# was 13thC mongolia empty



## Thunderchild (May 4, 2006)

I was recently reading a book on Gengis Khan and his conquests - it wasn't half bad but it raised a question with me that I doubt will be properly answered anywhere (but i'll put it to you anyway).

given that sizes of the mongol armies and that they would have taken their families with them, or atleast a significant proportion of them. how many troops where left in Mongolia?
it seems that if they really wanted to the Jin and the Song kingdoms might have been able to attack the steppe while the majority of the armies where in europe.


----------



## Esioul (May 4, 2006)

I don't know much about the Mongols so am itnerested to hear your thoughts on them.

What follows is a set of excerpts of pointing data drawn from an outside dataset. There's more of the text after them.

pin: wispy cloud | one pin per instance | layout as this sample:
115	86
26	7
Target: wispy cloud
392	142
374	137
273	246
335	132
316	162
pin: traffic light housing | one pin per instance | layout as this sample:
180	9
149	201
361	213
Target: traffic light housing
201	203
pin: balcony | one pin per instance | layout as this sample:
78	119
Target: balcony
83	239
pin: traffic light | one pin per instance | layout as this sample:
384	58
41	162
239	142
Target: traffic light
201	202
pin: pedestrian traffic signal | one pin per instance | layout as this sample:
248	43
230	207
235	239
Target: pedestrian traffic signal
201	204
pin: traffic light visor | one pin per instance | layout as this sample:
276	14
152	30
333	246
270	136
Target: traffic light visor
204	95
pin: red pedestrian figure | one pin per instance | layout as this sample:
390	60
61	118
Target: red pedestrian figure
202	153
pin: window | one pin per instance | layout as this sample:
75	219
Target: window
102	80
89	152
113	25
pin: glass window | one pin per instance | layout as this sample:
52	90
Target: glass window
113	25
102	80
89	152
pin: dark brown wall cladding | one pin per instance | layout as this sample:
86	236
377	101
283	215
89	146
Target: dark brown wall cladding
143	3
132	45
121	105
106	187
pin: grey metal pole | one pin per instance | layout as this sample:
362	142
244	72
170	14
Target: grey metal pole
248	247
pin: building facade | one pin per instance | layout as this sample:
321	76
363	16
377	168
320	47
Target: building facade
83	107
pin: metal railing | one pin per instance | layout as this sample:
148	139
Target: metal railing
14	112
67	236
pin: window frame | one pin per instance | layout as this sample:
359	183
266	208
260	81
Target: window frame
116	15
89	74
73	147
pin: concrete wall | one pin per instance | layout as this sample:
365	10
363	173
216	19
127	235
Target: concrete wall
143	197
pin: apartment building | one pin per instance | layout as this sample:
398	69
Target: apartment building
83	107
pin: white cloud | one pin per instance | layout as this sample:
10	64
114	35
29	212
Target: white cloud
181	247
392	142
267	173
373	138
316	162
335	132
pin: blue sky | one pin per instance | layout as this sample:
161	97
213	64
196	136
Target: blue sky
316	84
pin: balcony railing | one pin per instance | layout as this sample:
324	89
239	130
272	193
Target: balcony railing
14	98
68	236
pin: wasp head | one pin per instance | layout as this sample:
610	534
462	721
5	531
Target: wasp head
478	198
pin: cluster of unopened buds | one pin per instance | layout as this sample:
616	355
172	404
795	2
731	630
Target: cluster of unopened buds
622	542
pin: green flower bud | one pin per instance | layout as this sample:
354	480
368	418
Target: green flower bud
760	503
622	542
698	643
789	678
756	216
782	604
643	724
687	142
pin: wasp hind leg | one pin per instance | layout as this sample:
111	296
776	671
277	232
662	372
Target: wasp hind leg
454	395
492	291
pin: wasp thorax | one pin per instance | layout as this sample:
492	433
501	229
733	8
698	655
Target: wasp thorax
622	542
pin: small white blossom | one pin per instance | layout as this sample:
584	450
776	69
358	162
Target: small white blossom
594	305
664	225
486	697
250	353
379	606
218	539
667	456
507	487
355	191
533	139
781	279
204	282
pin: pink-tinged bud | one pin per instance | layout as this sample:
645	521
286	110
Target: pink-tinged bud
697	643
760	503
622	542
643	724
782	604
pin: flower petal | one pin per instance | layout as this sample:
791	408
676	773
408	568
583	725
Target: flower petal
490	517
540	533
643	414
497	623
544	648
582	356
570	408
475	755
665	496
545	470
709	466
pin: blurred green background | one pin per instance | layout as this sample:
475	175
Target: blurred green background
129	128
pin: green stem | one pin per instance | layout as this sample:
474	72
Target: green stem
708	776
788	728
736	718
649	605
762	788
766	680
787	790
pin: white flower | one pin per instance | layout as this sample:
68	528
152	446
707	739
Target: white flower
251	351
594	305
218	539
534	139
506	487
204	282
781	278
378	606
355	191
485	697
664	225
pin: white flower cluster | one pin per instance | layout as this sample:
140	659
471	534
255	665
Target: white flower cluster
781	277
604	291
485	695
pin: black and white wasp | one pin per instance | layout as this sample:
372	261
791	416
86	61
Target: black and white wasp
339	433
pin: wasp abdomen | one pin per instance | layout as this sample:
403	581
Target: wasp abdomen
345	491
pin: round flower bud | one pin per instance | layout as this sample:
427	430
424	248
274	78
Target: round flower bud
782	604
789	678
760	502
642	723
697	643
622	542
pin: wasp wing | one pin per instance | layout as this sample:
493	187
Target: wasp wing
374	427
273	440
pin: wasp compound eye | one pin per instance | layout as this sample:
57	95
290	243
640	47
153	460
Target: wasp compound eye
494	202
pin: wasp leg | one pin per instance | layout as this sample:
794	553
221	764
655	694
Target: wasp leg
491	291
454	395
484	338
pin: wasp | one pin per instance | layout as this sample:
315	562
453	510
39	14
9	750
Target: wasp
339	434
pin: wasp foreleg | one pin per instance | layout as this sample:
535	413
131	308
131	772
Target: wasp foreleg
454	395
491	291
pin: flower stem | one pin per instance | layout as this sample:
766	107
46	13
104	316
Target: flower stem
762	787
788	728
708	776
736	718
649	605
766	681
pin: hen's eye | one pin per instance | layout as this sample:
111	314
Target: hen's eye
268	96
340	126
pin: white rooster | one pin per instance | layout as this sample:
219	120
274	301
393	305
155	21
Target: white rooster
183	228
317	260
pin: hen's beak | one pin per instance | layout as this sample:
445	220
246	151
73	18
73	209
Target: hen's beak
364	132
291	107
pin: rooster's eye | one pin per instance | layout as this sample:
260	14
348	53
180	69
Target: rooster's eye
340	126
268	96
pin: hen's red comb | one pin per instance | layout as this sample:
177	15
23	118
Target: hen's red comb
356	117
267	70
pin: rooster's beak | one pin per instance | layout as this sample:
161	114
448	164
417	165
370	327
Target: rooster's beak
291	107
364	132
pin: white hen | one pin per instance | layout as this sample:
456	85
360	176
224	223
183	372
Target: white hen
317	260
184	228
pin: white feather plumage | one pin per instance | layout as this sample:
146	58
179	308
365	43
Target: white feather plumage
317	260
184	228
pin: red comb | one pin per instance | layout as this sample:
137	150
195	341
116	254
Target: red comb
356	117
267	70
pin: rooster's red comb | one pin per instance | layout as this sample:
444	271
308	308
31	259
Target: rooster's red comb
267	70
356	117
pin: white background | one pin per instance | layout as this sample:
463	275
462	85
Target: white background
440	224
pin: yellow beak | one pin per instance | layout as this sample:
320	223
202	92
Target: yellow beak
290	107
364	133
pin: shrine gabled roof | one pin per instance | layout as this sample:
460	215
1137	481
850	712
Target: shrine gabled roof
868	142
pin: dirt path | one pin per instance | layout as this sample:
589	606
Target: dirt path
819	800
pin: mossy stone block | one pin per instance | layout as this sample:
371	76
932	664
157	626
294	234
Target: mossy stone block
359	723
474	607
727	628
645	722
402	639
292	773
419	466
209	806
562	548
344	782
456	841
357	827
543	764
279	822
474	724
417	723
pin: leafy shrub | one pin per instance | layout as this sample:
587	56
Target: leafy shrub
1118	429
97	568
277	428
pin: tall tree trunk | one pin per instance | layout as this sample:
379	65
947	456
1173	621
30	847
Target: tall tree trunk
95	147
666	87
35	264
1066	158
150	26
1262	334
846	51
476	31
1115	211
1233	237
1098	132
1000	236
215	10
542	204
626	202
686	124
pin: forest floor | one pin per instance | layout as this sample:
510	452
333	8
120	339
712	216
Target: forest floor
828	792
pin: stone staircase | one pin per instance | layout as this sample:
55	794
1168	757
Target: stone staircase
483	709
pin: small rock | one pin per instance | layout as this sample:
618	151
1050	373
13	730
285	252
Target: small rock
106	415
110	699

Did they have consdierable settlement on the steppe? Maybe the Jin and Song Kingdoms ddidn't think the land was worth attacking/or were rpecocupied with other conquests?


----------



## Winters_Sorrow (May 4, 2006)

Being a nomad culture, I wouldn't be suprised if Mongolia was pretty deserted once the mongol horde went on the move. 
Having said that, Outer Mongolia is a huge barren savannah environment, so there wasn't a lot of resources, loot, good arable land on hand anyway - hence the fact the mongols started invading places to start with!


----------



## Paige Turner (May 4, 2006)

There's the inherent problem with invading nomadic people in an expansive environment. You could invade your heart out for weeks, and never find anybody to conquer. That has to be deflating.


----------



## Esioul (May 4, 2006)

Unless you fill the land with sheep or something it doesn't sound very useful.


----------



## Thunderchild (May 7, 2006)

The thing about the Mongols is that even though they didn't have conventional farming and mining they still had things to trade - mainly their herds and things they hunted, with these they could trade for other things they wanted. But still it wouldnt have been hard for jin or song to send in a few regemant of their own clavary to kill or relocate the undefended mongols who stayed behind.
I suppose it boils down to that they just didn't consider them a major threat even thought they just tore the jin empire in half.


----------